Comment expliquer cette léthargie ? Peut-être tout simplement parce que le patron de l’Utica, Samir Majoul, a peur de se retrouver poursuivi en justice si jamais il tenait un discours qui ne plaît pas aux autorités. C’est pour cela qu’il se contente de signer des accords d’augmentation de salaires avec Taboubi et Bouden tout sourire, ou qu’il se montre timidement aux côtés du nouveau chef du gouvernement, Ahmed Hachani, quand ce dernier reçoit le ministre libyen de l’Economie et du Commerce. Il faut rappeler également que la position de Samir Majoul n’est pas des plus confortables vu que de sérieux doutes pèsent actuellement sur sa légitimité à la tête de l’organisation. Le congrès de l’Utica aurait dû se tenir depuis janvier dernier. Beaucoup, parmi les patrons et les chefs d’entreprise, affirment sans sourciller que Samir Majoul occupe le poste de président de l’Utica de manière illégitime. Rares sont ceux qui se souviennent de la dernière réunion du bureau exécutif de la centrale patronale.

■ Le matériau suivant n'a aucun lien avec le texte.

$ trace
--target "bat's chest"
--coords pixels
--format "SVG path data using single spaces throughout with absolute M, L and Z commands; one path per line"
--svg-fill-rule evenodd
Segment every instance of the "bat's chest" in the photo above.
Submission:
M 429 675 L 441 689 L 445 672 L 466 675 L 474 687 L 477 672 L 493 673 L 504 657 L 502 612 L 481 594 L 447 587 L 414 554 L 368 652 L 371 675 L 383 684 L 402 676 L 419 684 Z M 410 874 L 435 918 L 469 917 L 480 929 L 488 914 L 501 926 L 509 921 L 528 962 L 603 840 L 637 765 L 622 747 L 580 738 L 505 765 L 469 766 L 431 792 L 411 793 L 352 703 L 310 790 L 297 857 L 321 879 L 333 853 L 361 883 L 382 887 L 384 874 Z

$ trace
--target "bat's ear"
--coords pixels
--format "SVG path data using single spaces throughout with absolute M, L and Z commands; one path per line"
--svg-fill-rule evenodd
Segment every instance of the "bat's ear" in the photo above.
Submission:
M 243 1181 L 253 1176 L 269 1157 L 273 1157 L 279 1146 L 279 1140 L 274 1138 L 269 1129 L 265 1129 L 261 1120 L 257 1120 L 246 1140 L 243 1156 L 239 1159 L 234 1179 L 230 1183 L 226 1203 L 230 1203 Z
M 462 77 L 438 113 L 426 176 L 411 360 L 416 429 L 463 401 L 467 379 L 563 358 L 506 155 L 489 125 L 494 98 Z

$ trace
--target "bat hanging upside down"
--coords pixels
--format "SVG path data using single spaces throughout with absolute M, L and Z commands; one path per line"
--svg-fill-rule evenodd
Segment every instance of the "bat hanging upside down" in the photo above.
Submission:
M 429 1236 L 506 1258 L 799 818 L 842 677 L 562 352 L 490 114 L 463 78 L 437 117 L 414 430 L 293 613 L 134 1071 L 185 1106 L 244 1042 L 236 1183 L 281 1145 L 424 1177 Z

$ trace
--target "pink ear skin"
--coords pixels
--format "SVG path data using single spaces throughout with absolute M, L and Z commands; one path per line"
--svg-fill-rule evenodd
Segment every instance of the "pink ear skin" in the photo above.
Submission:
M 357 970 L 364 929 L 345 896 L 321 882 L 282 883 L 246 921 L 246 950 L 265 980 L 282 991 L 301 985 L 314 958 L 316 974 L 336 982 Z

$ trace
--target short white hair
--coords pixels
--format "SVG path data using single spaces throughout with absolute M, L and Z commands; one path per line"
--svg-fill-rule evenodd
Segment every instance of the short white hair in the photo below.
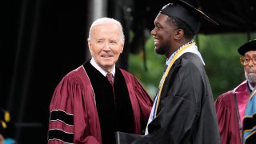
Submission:
M 92 31 L 92 28 L 98 24 L 102 24 L 102 23 L 114 23 L 117 24 L 118 26 L 120 26 L 120 30 L 122 31 L 122 34 L 121 34 L 121 40 L 122 42 L 125 41 L 125 34 L 123 34 L 123 30 L 122 30 L 122 24 L 116 19 L 114 18 L 101 18 L 98 19 L 96 19 L 90 26 L 90 30 L 89 30 L 89 36 L 88 36 L 88 39 L 91 39 L 91 31 Z

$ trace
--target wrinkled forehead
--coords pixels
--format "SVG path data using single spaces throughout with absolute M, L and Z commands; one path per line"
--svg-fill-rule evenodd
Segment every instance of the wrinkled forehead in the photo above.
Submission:
M 245 56 L 256 56 L 256 50 L 249 50 L 245 53 Z

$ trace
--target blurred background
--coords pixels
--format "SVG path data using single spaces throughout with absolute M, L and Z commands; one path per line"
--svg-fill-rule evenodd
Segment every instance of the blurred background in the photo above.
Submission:
M 244 78 L 237 49 L 256 38 L 256 1 L 190 0 L 219 23 L 202 21 L 195 38 L 214 98 Z M 49 105 L 58 82 L 89 59 L 91 22 L 118 19 L 126 35 L 118 65 L 133 73 L 154 98 L 166 58 L 150 30 L 168 0 L 8 0 L 0 2 L 0 107 L 9 110 L 6 136 L 21 144 L 46 143 Z

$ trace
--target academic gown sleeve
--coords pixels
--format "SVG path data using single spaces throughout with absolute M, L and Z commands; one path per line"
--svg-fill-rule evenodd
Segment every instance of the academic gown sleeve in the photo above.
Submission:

De son côté, la toute jeune Conect, fondée en 2011, est parvenue à faire son petit bonhomme de chemin. Nul ne saura dire si cela est principalement dû au talent et à la verve de Tarek Cherif et de ceux qui l’on accompagné dans cette aventure ou si c’est à cause de la faiblesse relative de l’Utica. Mais en tout cas, le résultat est là. La Conect s’est imposée comme une deuxième centrale patronale qui jouit d’une réputation et d’une crédibilité solidement construite. Elle s’est caractérisée par un discours pragmatique et pratique sur les questions économiques loin du show, des idées reçues et des manigances de couloir. L’organisation est également à l’origine de plusieurs projets de loi et a participé à la conception de plusieurs lois de finances, même si les recommandations et les propositions de la Conect n’ont pas toujours été prises en compte. Lorsque les Tunisiens ont commencé à se plaindre des pénuries et du manque de certains produits, ce sont les représentants de la Conect qui sont allés sur les plateaux des médias pour expliquer la situation aux citoyens de manière objective et non politisée, contrairement à d’autres qui se sont échinés à nier l’évidence. Ce sera donc à Aslan Berjeb de continuer le travail, pas facile, de représenter le patronat dont l’image est sérieusement altérée. Sa verve d’avocat ne sera pas de trop dans cette mission surtout si la centrale patronale historique continue dans sa léthargie. Aslan Berjeb a toujours fait preuve de maîtrise dans les dossiers qu’il aborde et s’est toujours montré disponible devant les sollicitations des médias. Espérons qu’il le restera une fois élu président de la confédération. Pour l’instant, il s’agit de l’unique candidature annoncée et il est fort à parier que M. Berjeb remportera les suffrages. Pour sa part, le patron historique et fondateur de la Conect, Tarek Cherif, restera dans le giron de l’organisation soit au niveau du bureau exécutif ou au sein de Conect International.

Entre la Conect et l’Utica, la différence est criante. L’une est flexible, efficace et attachée à l’aspect pratique des choses. L’autre est archaïque, sclérosée et empêtrée dans la politique. A un moment où les hommes d’affaires et les chefs d’entreprise sont vilipendés, y compris par les autorités officielles, à un moment où bien souvent le populisme l’emporte sur la raison, le rôle de la centrale patronale devient primordial pour tenter d’éviter le chaos. Soyons fous, imaginons qu’un jour, le capital en Tunisie ne sera plus aussi lâche.